How common is Lafora disease?
Typically Lafora is very rare in children, adolescents and adults worldwide. However, Lafora disease has a higher incidence among children and adolescents with ancestry from regions where incestuous relationships are common, namely the Mediterranean (North Africa, Southern Europe), the Middle East, India, and Pakistan.
What causes Lafora disease?
Most cases of Lafora disease are caused by changes ( mutations ) in either the EPM2A gene or the NHLRC1 gene. These genes encode proteins that play a critical role in the survival of nerve cells (neurons) in the brain.
What chromosome is Lafora disease on?
Most cases of Lafora disease are caused by mutations in one of two known genes: EMP2A and EMP2B. Both genes are located in chromosome 6. The gene EPM2A makes the protein called Laforin and the gene EPM2B makes the protein called Malin.
How does Laforin cause epilepsy?
Lafora progressive myoclonus epilepsy can be caused by mutations in either the EPM2A gene or the NHLRC1 gene. These genes provide instructions for making proteins called laforin and malin, respectively.
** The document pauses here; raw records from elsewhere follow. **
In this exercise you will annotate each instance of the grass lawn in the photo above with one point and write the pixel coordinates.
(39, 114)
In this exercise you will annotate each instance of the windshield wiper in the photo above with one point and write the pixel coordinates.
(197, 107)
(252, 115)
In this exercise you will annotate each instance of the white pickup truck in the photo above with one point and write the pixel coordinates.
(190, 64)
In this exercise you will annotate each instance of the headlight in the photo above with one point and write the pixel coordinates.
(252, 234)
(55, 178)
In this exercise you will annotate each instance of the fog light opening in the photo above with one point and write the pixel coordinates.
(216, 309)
Laforin and malin play a critical role in the survival of nerve cells (neurons) in the brain .
What are the symptoms of Lafora disease?
The first 2–3 years of Lafora disease are characterized by the following symptoms:
- Grand mal seizures.
- Staring spells and/or absence seizures.
- Drop in school performance.
- Drop attacks.
What does a myoclonic seizure feel like?
A myoclonic seizure is where some or all of your body suddenly twitches or jerks, like you’ve had an electric shock. They often happen soon after waking up. Myoclonic seizures usually only last a fraction of a second, but several can sometimes occur in a short space of time. You normally remain awake during them.
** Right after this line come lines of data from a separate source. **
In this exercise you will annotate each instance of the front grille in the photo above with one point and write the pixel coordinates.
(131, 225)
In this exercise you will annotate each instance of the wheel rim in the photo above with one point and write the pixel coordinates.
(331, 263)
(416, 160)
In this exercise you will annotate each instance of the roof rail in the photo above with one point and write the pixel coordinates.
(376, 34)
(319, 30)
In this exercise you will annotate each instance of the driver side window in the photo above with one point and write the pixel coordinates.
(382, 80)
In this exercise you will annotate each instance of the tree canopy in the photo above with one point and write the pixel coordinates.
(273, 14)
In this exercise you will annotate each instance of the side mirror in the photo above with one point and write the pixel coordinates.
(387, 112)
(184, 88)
What are treatments for Lafora disease?
Currently, AEDs are the only available treatments that control the severity and frequency of seizures and myoclonus to some degree in patients with Lafora disease. Among these drugs, valproic acid is the mainstay.
What triggers myoclonic seizures?
Myoclonic seizures are caused by abnormal electrical activity in the brain, which triggers the myoclonic muscle movements. Often, they are exacerbated by tiredness, alcohol, fevers, infections, photic (light) stimulation, or stress.